Anmeldungsdatum: 02.12.2020
Beiträge: 2

Beitrag phyaot Verfasst am: 02. Dez 2020 13:12    Titel: Heisenbergsche Unschärferelation im Alltag Antworten mit Zitat

Hallo,

ich habe eine Frage zur Heisenbergschen Unschärferelation.

Eines vorweg, ich bin kein Physiker (sondern Informatiker), darum bitte ich meine vielleicht unkonkrete Ausdrucksweise zu entschuldigen.

Ich lese gerade das Buch "kurze Anworten auf große Fragen" von Stephen Hawking. Dort kommt auch mehrfach die heisenbergsche Unschärferelation vor. Sie wird dort mit dem folgenden Satz auf den Punkt gebracht: "..., dass man nicht gleichzeitig die exakte Position und die Geschwindigkeit eines atomaren Teilchens messen kann."

Dies scheint eine bahnbrechende Erkenntnis zu sein. Meine Frage ist nun, weshalb.

Ich glaube, dass diese Erkenntnis immer gilt, auch im Makrokosmos, dort aber natürlich keine wirkliche Relevanz hat, da hier die Zeitspannen zu groß sind. Das Problem ist meiner Meinung nach der Begriff "gleichzeitig" bzw. die Zeit an sich. Ich möchte dies verdeutlichen und gebe deshalb auch ein Beispiel aus dem Makrokosmos, um zu zeigen, dass meiner Meinung nach die heisenbergsche Unschärferelation auch dort gilt bzw. im Alltag erlebbar ist.

Mit "gleichzeitig" können meiner Meinung nach nur zwei verschiedene Ausprägungen gemeint sein:
1.) ein Zeitpunkt (etwas findet zum exakt gleichen Zeitpunkt)
2.) eine Zeitspanne (etwas findet in der exakt gleichen Zeitspanne statt.)
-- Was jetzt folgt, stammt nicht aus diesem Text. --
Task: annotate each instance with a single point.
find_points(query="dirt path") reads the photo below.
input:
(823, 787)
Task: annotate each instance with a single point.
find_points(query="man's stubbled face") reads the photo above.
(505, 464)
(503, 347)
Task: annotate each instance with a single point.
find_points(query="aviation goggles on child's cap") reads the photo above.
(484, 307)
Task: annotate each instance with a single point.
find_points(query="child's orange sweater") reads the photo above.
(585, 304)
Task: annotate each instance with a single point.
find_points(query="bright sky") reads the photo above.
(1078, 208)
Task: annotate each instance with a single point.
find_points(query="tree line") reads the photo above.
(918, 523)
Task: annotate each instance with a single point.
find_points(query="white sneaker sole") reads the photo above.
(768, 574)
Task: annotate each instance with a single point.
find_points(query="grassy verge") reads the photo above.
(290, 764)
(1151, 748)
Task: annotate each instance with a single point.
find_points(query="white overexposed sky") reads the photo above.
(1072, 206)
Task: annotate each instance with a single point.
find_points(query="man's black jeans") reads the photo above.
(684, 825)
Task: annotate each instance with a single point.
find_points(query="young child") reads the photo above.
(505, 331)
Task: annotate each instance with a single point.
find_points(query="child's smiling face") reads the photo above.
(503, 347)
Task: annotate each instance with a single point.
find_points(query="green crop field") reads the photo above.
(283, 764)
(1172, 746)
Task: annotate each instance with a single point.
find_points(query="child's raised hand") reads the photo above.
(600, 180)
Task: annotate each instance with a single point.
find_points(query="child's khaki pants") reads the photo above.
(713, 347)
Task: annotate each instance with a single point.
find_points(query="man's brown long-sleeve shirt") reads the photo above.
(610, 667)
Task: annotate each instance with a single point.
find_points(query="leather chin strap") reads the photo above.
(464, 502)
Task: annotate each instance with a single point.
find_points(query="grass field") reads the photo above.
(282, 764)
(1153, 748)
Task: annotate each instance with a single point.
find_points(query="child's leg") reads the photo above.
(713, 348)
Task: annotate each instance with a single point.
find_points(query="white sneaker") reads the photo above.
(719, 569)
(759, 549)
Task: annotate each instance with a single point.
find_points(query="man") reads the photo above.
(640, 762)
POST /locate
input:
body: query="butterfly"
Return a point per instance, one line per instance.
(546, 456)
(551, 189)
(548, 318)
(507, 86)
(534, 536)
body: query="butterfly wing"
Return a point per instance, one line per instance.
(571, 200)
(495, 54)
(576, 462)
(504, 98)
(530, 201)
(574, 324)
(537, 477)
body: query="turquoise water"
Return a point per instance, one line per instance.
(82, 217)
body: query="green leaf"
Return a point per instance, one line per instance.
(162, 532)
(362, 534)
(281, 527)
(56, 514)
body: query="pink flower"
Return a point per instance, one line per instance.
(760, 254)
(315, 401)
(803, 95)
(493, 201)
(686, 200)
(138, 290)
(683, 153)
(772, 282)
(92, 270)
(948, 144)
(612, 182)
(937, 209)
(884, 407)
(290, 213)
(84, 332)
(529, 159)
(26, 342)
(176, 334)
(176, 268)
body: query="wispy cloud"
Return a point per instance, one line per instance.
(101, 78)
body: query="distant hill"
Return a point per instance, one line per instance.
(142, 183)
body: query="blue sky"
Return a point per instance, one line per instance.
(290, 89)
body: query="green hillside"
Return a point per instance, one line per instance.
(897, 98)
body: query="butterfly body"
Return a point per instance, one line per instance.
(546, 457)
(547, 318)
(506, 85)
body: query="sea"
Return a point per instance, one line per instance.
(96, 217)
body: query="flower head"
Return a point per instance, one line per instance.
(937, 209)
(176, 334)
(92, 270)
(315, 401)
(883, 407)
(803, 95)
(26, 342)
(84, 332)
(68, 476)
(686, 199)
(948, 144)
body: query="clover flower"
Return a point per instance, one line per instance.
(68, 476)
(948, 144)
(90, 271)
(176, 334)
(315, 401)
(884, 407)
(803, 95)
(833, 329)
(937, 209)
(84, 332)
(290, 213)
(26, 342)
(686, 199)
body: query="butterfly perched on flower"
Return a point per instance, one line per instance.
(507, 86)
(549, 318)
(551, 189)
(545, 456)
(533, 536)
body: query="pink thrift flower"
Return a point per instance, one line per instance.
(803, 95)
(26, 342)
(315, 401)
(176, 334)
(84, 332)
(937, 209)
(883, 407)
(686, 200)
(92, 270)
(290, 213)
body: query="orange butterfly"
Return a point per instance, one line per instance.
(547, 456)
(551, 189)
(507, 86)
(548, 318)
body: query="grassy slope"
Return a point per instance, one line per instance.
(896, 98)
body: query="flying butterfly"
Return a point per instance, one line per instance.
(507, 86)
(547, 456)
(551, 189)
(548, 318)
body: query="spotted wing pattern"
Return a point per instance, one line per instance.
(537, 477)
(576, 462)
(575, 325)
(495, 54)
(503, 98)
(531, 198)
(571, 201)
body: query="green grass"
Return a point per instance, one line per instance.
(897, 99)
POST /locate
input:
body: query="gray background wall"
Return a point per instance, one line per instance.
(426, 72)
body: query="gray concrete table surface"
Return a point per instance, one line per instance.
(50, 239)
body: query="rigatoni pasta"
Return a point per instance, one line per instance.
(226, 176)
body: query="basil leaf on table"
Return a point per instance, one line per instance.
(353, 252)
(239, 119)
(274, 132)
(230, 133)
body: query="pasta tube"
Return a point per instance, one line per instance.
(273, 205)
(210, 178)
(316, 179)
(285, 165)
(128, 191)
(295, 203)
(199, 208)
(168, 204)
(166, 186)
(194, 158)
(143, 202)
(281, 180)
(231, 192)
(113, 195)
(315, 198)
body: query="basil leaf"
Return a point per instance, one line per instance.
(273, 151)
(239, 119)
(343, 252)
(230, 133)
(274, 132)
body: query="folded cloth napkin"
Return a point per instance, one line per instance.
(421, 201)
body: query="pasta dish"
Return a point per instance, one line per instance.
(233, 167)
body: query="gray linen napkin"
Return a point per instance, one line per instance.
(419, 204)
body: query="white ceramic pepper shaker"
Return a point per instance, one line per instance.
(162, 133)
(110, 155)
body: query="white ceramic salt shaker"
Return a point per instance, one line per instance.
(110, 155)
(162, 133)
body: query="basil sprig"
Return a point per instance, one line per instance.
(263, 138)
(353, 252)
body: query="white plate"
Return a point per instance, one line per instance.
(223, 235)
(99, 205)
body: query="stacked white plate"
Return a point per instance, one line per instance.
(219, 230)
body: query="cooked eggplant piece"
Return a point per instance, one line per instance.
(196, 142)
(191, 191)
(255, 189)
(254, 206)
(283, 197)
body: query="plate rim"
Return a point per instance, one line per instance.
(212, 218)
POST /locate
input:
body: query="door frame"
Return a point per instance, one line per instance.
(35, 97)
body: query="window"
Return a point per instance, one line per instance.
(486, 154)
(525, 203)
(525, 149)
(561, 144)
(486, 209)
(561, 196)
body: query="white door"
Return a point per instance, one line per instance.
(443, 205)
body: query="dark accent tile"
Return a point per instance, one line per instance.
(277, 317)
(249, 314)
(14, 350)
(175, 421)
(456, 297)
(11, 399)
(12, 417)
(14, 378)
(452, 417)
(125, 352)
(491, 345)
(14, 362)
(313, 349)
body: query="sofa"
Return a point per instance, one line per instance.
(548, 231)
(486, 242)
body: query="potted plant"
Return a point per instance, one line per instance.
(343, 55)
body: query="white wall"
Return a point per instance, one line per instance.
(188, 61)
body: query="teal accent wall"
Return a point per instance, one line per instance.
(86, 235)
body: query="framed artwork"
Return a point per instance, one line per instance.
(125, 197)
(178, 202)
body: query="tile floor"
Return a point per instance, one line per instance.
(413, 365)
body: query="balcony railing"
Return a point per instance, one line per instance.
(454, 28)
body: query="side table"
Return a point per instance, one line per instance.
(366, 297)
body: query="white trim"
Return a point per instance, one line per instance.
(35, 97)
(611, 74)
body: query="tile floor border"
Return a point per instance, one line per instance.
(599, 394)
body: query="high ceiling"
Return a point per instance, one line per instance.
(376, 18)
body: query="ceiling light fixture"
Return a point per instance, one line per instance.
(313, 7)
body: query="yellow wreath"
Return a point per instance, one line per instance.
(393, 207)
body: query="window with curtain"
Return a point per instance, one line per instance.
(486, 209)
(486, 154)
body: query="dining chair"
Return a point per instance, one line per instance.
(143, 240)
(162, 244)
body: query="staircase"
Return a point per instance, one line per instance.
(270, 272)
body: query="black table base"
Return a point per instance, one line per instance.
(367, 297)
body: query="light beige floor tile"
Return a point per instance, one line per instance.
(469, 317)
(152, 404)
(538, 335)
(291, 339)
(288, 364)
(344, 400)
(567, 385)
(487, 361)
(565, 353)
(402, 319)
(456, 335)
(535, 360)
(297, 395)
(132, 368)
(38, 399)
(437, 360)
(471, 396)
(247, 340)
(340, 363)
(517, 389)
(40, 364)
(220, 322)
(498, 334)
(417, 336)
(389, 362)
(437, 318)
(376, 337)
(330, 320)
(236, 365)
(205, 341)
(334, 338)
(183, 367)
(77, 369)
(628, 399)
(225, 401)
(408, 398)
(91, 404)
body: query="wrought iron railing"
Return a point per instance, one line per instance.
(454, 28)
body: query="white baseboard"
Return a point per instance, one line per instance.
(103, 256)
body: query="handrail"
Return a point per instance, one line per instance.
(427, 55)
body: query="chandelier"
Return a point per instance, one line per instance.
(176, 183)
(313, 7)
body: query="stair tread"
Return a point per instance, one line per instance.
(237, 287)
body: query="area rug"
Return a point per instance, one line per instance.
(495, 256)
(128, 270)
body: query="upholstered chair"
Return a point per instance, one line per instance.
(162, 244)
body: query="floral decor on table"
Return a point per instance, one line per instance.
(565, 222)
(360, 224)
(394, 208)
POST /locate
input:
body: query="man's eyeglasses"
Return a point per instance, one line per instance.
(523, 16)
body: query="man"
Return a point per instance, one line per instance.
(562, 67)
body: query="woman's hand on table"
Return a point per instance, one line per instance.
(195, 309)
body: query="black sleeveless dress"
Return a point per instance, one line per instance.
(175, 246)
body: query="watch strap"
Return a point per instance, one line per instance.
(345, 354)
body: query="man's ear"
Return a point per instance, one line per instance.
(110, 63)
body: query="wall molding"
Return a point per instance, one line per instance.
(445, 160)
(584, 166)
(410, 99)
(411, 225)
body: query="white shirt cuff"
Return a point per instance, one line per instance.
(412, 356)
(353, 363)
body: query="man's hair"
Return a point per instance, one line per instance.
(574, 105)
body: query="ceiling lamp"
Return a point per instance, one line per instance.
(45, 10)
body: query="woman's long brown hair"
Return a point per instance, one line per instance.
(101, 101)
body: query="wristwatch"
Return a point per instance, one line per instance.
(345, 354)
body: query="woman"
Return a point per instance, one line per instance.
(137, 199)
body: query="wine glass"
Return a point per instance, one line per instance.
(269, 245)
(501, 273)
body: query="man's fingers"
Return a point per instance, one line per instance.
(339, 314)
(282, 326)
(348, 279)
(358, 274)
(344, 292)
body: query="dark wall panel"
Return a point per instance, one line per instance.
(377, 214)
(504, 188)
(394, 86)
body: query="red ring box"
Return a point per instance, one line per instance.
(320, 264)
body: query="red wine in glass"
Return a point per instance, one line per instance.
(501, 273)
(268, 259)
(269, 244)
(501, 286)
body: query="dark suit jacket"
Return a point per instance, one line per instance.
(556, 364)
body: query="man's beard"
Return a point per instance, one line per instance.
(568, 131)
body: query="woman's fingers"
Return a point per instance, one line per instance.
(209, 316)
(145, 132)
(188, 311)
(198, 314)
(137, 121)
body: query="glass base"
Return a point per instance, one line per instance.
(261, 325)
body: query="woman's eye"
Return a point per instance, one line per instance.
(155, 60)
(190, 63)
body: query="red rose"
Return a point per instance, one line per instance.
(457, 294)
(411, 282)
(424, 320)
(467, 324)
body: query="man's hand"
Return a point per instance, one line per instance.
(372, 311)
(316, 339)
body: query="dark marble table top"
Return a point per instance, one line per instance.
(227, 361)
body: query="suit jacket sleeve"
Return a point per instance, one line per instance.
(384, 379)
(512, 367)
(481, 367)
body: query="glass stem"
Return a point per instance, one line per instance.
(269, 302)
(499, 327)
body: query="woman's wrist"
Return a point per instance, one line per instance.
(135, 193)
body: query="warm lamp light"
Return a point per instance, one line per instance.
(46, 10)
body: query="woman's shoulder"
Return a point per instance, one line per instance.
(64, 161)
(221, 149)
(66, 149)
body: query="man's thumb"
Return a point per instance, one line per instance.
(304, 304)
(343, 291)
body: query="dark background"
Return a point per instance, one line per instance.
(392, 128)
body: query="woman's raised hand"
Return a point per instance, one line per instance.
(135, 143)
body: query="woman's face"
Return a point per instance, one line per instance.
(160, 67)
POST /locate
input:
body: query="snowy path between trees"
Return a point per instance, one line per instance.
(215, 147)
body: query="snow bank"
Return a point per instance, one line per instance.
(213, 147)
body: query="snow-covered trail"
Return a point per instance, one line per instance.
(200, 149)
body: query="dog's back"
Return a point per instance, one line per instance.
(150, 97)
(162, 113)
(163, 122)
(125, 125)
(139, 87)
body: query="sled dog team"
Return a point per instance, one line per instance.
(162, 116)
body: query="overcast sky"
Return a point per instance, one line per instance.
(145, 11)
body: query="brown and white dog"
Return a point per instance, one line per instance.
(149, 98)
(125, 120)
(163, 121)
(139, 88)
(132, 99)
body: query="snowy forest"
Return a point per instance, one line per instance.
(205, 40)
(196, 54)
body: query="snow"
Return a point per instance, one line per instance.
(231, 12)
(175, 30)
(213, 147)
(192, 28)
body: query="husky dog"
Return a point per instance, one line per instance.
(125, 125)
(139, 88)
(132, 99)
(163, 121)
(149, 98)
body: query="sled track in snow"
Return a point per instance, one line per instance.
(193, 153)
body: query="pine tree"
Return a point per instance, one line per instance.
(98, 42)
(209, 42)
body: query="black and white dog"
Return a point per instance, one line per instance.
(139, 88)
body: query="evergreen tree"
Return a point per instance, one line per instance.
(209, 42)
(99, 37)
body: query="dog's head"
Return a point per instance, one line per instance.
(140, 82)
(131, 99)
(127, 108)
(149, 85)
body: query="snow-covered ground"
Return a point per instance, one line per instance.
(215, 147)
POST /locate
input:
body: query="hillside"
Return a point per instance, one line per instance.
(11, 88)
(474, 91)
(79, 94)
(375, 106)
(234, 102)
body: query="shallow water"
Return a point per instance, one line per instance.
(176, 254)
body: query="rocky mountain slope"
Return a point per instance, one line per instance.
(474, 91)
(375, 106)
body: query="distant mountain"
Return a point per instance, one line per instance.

Ich möchte beide Punkte genauer beleuchten:

zu 1.) Man nimmt hier an, dass mit gleichzeitig ein bestimmter Zeitpunkt gemeint ist. Ich meine hier tatsächlich einen ZeitPUNKT, also nicht nur eine sehr, sehr kleine Zeitspanne. An solch einem Zeitpunkt, kann ich die Position eines Objektes genau bestimmen.
Allerdings hat man dann meiner Meinung nach ein Problem mit der Geschwindigkeit, da diese ja als Strecke dividiert durch Zeit definiert ist (und Zeit ist hier als Zeitdauer gemeint und nicht als Zeitpunkt). Die Geschwindigkeit ist also ein Durchschnittswert. Nun betrachtet man ja allerdings einen Zeitpunkt. Ein Zeitpunkt hat aber, sofern ich das beurteilen kann, keine Zeit(dauer). Die Zeit kann nur zwischen zwei Zeitpunkten ermittelt werden.
Die Frage nach der Geschwindigkeit (= Weg dividiert durch Zeitdauer) zu einem Zeitpunkt müsste daher nicht definiert sein, da man die Zeitdauer mit 0 ansetzten müsste und eine Division durch Null nicht definiert ist.

Anschaulich würde ich das folgendermaßen erklären: Wenn alles "erstarrt" ist, wie z. B. auf einem Foto, kann man keine Geschwindigkeiten ermitteln (da ja keine Bewegung vorhanden ist). Von einem Foto, auf dem ein Auto abgebildet ist, kann auch nicht die Geschwindigkeit des abgebildeten Autos ermittelt werden.
(Der Vergleich mit dem Foto hinkt natürlich etwas, da ein Foto ja eine Belichtungszeit hat, aber ich hoffe, man weiß worauf ich hinaus will.)

Als einzigen Ausweg aus diesem Dilemma kann ich mir nur erklären, dass die Zeit niemals erstarren kann, also niemals Null wird. Das würde aber bedeuten, dass die Zeit nicht kontinuierlich abläuft, sondern in diskreten (winzig kleinen) Stückchen, vergleichbar mit dem Takt eines Computers. Aber selbst dann hat der Takt ja eine Zeitspanne und ist kein Zeitpunkt.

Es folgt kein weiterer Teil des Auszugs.